O estudo revelou que a pegada de carbono média dessas propriedades é de 1,15 kg de dióxido de carbono equivalente (CO₂e) por quilo de leite corrigido para gordura e proteína (FPCM) — métrica internacional padrão do setor. O índice representa menos da metade da média global estimada pela Organização das Nações Unidas para Alimentação e Agricultura (FAO), que varia entre 2,4 kg e 2,5 kg de CO₂e.
Pegada de carbono (kg de CO₂e por kg de leite):
*Quanto menor o indicador, maior é a eficiência ambiental do sistema produtivo.
O levantamento analisou propriedades responsáveis pela produção anual de 95,6 milhões de quilos de leite, somando cerca de 18,8 mil animais e uma produtividade média diária de 23,06 kg de leite por vaca.
Os dados comprovam que as fazendas mais sustentáveis são, também, as mais eficientes economicamente. O segredo está em vacas mais produtivas, maior proporção de animais em lactação, descarte ágil de animais improdutivos e uso estratégico da alimentação concentrada.
“Basicamente nós analisamos 80 fazendas leiteiras do estado de Minas Gerais que recebem a consultoria do Educampo, que é uma consultoria de gestão aqui do Sebrae Minas para fazendas de leite e café. Fizemos um acompanhamento dessas propriedades para o entendimento da pegada de carbono, algo fundamental quando falamos de sustentabilidade”, explicou Breno Mendonça, analista de agronegócios do Sebrae Minas, à Itatiaia.
Breno destacou o impacto direto da eficiência técnica no meio ambiente. “Os resultados foram bem interessantes. Quanto menor esse indicador, melhor. Isso mostra que fazendas com acompanhamento de gestão e com a pauta de sustentabilidade na agenda conseguem resultados superiores. A partir do momento em que temos uma produtividade melhor dessas vacas leiteiras, conseguimos ter resultados de sustentabilidade melhores também. Investir em um manejo nutricional adequado e trabalhar a estrutura de rebanho de forma correta é fundamental”.
O projeto foi realizado de forma voluntária e contou com o suporte tecnológico da startup ESGpec. Foram aplicadas ferramentas como o PEC Calc (cálculo de pegada de carbono), além dos sistemas BEA Score e ESG Farm Score, focados em bem-estar animal e práticas regenerativas. Para viabilizar a coleta confiável de dados, 25 consultores do Educampo foram previamente capacitados.
Embora a média tenha sido altamente positiva (1,15 kg), a análise identificou fazendas operando em extremos: de 0,88 kg até 2,51 kg de CO₂e por quilo de leite. Essa oscilação reforça a importância de individualizar os dados.
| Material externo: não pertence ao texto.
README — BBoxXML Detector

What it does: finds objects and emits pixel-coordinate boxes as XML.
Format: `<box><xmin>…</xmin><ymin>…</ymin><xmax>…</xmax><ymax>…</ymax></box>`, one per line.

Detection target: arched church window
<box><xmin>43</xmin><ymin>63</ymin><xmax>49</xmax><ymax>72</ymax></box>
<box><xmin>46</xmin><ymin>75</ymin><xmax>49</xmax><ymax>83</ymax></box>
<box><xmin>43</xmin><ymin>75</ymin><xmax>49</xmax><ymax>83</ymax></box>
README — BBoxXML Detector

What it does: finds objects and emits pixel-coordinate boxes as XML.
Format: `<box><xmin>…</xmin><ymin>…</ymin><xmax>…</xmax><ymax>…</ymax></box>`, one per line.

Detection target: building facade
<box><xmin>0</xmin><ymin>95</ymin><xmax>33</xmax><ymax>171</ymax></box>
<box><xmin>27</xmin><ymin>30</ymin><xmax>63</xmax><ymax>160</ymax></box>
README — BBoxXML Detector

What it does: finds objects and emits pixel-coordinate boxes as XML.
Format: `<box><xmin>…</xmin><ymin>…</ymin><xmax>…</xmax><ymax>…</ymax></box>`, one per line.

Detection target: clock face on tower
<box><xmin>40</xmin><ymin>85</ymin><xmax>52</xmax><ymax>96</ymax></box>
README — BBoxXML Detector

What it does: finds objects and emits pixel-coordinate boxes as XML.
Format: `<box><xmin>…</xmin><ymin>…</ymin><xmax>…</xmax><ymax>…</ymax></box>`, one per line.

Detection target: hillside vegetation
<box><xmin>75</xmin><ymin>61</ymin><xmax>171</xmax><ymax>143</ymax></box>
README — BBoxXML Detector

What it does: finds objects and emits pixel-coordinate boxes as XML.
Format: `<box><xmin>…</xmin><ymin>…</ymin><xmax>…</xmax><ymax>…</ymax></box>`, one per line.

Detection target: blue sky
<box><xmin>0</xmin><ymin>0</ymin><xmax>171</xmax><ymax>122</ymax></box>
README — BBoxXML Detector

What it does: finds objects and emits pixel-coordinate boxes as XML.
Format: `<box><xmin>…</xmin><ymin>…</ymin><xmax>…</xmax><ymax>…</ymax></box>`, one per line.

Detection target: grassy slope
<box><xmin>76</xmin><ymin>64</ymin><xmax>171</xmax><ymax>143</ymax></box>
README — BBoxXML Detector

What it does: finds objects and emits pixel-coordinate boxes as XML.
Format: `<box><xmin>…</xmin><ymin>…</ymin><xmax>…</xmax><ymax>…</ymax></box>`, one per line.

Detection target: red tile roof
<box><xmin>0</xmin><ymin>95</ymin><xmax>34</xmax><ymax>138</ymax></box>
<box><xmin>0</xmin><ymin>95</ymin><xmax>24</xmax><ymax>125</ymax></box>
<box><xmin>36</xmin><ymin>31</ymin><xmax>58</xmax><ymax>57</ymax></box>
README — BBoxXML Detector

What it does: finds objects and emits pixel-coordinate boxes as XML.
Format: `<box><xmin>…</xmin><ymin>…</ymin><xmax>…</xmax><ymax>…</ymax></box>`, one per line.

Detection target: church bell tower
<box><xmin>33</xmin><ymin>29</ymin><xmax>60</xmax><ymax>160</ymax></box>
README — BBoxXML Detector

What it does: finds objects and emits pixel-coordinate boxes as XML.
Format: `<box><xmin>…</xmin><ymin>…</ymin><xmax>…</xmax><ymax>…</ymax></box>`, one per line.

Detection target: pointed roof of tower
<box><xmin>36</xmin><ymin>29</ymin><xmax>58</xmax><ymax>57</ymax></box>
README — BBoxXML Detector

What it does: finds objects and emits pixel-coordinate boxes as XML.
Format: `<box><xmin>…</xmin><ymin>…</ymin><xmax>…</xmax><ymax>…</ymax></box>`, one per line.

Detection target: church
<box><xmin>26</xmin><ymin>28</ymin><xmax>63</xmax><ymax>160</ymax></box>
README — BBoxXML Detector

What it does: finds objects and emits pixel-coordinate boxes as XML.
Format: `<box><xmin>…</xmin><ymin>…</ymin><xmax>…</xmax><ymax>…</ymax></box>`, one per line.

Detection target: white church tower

“Tivemos a preocupação de fazer todo o reporte e a entrega dos resultados individuais, fazenda por fazenda, além das médias globais do grupo. Isso é importante para o produtor ter poder comparativo”, pontuou Breno Mendonça. “Se a minha propriedade teve um resultado pior que o grupo, o que os outros estão fazendo em termos de produtividade, manejo nutricional e gestão para colher frutos melhores? O oposto também vale: queremos disseminar as práticas das fazendas que performaram melhor”, concluiu o analista.
Para o Sebrae Minas, o cruzamento de dados zootécnicos com indicadores ambientais consolida uma nova mentalidade de mercado, aproximando o produtor rural das exigências da indústria e dos consumidores modernos.
“A sustentabilidade se desenvolve progressivamente a partir da organização e da disciplina de indicadores. A proposta é construir uma visão mais ampla da atividade leiteira, considerando não apenas a eficiência produtiva, mas também fatores ligados ao cuidado com os animais, à gestão da propriedade e ao impacto social e ambiental da produção”, afirmou Priscilla Lins, gerente de Agronegócios e Artesanato do Sebrae Minas.